Friday, November 23, 2007

Awlll Whall

Al Fin, who's resource-filled side bar has gone AWOL again, has a new post up regarding "peak oil" and it's cyclical mythological status as "crisis". This is the topic of a book by Italian oil industry executive Leonardo Maugeri titled: The Age of Oil.

Which is not to say that such an eventuality isn't possible, you understand. Simply put, the previously little recognised fact is that we simply haven't done the necessary exploration to determine what level of oil reserves actually exist in the world today.

Despite its long history as an oil producing region, the Persian Gulf is still relatively virgin in terms of exploration. Only around 2,000 new field wildcas (wells made for exploring the presence of hydrocarbons in the subsoil) have been drilled in the entire Persian Gulf region since the inception of its oil activity, as against more than 1 million in the United States. p. 221 TAO

I didn't know that; my impression has always been that "oil companies" were steadily drilling away, "depleting the resources" of these avaricious third-world dupes, who just don't know what's being done to them yadda, yadda, you take my drift, I hope. Mr. Maugeri's point about the lack of modernisation in nationalised industry autocracies is quite correct. As is his example of price instability's negative influence on development of production and refining capacity.

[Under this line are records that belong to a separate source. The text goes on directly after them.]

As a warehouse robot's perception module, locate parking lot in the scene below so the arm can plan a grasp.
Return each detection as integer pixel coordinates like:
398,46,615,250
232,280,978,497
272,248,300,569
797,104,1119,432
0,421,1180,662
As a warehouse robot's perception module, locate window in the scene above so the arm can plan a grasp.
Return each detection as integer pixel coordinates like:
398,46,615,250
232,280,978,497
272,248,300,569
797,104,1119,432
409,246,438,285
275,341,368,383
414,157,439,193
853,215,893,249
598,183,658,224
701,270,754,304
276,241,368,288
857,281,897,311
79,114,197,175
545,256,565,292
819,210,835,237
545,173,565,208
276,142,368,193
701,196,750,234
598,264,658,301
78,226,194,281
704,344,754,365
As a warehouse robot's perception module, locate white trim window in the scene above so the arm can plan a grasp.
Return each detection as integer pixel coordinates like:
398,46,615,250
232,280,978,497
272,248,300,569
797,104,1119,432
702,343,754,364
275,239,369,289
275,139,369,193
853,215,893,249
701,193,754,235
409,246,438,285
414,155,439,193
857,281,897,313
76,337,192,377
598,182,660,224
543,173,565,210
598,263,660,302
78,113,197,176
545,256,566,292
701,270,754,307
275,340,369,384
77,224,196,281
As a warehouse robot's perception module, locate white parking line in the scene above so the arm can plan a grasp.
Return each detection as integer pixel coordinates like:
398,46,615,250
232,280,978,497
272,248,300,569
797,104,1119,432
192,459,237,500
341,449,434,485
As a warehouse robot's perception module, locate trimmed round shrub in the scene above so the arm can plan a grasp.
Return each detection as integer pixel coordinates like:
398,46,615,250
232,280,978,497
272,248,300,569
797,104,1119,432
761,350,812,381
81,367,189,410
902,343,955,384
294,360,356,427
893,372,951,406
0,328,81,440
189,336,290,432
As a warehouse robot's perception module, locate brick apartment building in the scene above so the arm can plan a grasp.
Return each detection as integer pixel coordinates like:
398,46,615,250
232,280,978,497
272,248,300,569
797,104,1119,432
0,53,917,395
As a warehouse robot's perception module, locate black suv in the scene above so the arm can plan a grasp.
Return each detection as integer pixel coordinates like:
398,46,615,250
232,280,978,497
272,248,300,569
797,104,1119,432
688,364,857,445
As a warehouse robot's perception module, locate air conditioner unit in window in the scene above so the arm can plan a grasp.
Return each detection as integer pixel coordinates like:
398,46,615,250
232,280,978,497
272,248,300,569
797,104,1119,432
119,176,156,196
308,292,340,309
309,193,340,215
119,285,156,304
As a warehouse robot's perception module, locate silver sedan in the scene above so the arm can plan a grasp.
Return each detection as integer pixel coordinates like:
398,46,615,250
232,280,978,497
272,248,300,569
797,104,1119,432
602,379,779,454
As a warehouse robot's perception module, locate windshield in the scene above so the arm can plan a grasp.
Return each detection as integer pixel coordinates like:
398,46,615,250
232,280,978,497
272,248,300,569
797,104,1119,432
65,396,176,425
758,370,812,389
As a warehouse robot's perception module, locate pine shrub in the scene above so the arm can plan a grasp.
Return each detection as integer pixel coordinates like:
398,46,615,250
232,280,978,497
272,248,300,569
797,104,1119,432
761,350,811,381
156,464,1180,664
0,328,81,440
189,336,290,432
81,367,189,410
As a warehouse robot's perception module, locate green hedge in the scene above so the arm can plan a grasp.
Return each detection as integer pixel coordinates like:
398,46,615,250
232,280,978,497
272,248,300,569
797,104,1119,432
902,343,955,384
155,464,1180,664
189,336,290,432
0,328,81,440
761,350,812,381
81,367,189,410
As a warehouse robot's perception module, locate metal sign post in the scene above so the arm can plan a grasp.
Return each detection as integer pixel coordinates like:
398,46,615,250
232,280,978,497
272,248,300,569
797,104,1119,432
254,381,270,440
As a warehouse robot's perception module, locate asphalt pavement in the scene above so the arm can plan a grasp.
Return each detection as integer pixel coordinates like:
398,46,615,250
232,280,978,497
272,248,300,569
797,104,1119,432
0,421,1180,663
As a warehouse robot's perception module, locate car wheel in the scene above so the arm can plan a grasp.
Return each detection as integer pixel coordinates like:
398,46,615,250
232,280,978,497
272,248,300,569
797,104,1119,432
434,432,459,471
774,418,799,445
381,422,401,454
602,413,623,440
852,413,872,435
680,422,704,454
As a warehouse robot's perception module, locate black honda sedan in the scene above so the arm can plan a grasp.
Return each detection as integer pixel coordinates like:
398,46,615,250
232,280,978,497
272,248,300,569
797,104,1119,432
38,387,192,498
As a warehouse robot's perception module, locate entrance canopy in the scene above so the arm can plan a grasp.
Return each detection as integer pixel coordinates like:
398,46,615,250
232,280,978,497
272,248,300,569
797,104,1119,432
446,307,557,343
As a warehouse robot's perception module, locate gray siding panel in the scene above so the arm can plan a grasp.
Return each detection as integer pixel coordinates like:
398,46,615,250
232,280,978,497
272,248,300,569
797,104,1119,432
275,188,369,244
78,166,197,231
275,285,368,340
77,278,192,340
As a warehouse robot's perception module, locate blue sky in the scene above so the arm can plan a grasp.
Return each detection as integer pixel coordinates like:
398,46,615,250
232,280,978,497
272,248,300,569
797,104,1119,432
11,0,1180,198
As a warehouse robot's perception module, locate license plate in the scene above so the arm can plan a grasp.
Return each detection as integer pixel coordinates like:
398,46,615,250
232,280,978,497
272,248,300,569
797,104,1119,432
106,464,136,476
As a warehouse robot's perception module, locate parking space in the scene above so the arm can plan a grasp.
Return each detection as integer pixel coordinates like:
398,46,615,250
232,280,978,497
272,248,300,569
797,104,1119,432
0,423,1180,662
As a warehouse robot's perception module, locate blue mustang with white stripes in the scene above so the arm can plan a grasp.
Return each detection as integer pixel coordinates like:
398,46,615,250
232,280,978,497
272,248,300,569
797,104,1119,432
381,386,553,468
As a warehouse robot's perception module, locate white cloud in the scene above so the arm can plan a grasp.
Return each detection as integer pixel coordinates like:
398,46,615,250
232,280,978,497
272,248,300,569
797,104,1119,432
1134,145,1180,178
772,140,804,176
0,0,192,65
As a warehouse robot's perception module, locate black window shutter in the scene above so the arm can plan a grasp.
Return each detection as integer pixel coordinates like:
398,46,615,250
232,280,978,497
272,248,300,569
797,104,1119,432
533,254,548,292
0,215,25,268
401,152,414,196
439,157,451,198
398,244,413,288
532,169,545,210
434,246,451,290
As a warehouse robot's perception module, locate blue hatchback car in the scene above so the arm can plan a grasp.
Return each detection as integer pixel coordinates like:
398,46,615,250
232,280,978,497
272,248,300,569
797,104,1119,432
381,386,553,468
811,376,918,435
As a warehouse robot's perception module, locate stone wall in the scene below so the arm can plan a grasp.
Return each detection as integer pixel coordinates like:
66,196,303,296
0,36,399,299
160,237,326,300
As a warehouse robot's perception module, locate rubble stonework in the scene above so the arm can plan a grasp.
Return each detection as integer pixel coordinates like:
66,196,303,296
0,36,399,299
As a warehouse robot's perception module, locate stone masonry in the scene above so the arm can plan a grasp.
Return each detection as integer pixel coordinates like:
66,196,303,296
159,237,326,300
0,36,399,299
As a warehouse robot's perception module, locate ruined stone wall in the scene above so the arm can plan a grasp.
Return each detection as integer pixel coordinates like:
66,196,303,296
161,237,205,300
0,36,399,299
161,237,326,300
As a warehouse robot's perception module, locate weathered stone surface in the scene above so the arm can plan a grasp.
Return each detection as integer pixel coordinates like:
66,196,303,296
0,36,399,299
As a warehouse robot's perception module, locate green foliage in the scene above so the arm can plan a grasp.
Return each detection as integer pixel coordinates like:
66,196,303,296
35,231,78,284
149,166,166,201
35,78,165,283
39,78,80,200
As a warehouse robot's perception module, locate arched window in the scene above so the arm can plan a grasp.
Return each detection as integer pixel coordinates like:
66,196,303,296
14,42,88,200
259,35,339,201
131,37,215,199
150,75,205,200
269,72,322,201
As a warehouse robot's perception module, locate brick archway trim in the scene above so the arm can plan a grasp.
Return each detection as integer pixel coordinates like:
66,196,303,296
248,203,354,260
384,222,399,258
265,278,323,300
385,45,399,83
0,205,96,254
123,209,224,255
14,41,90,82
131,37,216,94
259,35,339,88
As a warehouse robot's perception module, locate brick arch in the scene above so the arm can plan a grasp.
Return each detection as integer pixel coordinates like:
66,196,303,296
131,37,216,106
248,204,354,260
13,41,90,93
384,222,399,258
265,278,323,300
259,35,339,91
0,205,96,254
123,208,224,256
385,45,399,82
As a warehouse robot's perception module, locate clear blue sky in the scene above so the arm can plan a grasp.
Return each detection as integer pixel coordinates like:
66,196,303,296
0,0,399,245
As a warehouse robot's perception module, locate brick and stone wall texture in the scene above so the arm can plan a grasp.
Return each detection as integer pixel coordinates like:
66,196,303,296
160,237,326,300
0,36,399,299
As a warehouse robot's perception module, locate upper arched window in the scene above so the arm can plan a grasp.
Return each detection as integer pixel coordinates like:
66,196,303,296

All of which contribute to the elevated price of oil and it's plethora of refined products upon which much of the civilisation we consider normal here in the early years of the 21st century is built. And which gives reassurance that the same market forces which work to our present short-term financial discomfort also provide stimulus for our coming relief. Not only is that just how markets work (thank you
Adam Smith), that cyclical process is what stimulates regular advancement in new technologies that would be too costly to pursue otherwise. We call this technological progress and too often fail to acknowledge just what it is that so often drives individuals to be the "mad inventors" we so admire after the fact.

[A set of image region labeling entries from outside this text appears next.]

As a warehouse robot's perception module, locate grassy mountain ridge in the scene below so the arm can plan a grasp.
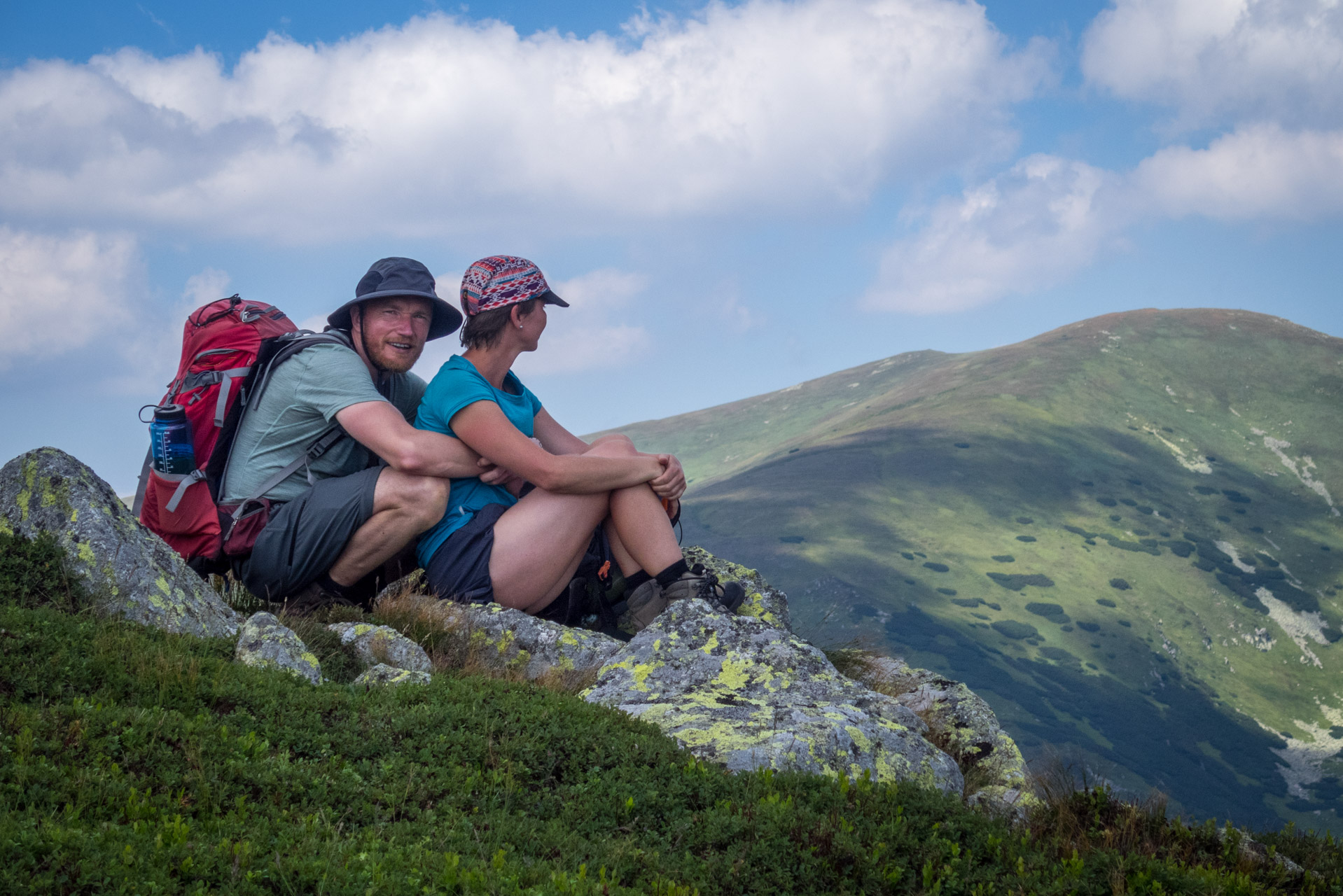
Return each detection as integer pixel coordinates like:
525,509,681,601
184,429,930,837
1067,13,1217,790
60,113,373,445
604,309,1343,830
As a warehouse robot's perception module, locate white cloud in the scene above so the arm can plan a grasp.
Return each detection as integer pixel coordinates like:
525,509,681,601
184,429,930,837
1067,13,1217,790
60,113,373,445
0,225,142,370
863,155,1128,313
415,267,653,380
516,267,653,376
0,0,1046,241
1132,125,1343,220
181,267,232,313
1081,0,1343,126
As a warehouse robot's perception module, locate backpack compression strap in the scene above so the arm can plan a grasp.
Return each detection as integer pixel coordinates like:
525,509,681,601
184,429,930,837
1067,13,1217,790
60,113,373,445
220,423,345,541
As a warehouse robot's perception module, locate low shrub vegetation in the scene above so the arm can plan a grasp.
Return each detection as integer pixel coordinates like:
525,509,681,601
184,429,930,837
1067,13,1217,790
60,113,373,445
0,531,1343,896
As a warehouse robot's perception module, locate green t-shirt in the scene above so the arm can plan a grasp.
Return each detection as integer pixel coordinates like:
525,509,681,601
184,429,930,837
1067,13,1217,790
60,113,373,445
223,344,424,504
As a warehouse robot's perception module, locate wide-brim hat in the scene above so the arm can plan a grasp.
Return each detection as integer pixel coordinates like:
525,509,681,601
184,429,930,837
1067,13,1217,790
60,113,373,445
326,258,462,341
459,255,569,317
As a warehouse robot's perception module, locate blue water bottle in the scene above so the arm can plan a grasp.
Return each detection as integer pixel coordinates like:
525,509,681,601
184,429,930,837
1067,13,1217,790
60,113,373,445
149,405,196,474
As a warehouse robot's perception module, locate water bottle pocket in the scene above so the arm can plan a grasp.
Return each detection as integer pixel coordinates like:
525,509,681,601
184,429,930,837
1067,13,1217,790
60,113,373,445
145,470,219,536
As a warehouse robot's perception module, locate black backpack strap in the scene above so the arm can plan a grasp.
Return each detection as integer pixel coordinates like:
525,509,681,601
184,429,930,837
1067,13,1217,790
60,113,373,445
130,446,155,520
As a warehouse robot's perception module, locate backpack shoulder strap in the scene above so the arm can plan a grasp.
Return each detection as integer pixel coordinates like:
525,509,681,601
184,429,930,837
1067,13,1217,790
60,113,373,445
205,330,353,505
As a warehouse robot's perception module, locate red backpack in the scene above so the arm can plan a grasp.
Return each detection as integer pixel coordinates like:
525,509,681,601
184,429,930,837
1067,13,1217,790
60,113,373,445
134,295,298,560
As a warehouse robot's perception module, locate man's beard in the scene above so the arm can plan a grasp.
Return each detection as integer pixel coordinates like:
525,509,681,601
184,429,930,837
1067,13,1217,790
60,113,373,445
359,326,424,373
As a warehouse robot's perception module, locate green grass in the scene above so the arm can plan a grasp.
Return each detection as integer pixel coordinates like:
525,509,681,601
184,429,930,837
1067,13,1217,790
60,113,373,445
604,310,1343,832
0,529,1343,896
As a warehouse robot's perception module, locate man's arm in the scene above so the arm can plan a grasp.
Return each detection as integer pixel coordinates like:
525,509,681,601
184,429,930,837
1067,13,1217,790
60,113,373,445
336,402,494,482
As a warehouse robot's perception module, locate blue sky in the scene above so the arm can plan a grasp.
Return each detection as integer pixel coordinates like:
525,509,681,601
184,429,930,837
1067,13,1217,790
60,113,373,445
8,0,1343,491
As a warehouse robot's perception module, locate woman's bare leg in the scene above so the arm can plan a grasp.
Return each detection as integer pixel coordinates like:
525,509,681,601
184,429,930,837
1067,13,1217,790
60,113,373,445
490,440,681,612
490,489,607,612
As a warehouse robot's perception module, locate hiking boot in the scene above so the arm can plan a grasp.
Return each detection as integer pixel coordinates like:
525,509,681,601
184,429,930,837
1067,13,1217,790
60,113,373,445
662,563,746,612
279,582,359,617
616,579,667,631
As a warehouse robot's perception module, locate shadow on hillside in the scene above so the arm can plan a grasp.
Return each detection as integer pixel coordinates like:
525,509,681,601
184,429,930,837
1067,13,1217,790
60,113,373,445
685,424,1343,825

MORE: This recent TEDTalk by Juan Enriquez seems pertinent to this discussion. I've never tried linking a video before, let's see how well this works out.

2 comments:

al fin said...

I recommend Maugeri's book, The Age of Oil, very highly. It is never fun to pay big money for fuel, but it helps a smidge to understand several of the reasons for the high prices.

As for my side bar, I know it works on Firefox and most IE browsers. When I access Al Fin from some library computers, the sidebar can be stuffed to the very bottom of the page, below all the dated postings. Once, on a library computer, only the top 6 postings were displayed and the sidebar was missing.

Feel free to capture the sidebar in a saved document or webpage, if it is useful and you feel it may disappear again. It is not my doing, honest.

Will Brown said...

I agree, his is a most informative book. I think it will become my standard by which to measure other commenters on oil production and distribution in future.

FYI your sidebar; the first post that displays in either my favored browser Avant or IE7 is the one regarding Evan Coyne Maloney's documentary. Your usual "posted by" data block doesn't display (though it does on subsequent posts) and the entire sidebar is absent. Obviously, the more recent posts function as normal. Maybe go back to that post and refresh all the data blocks? I've never had to deal with a similar problem so I'm just guessing here.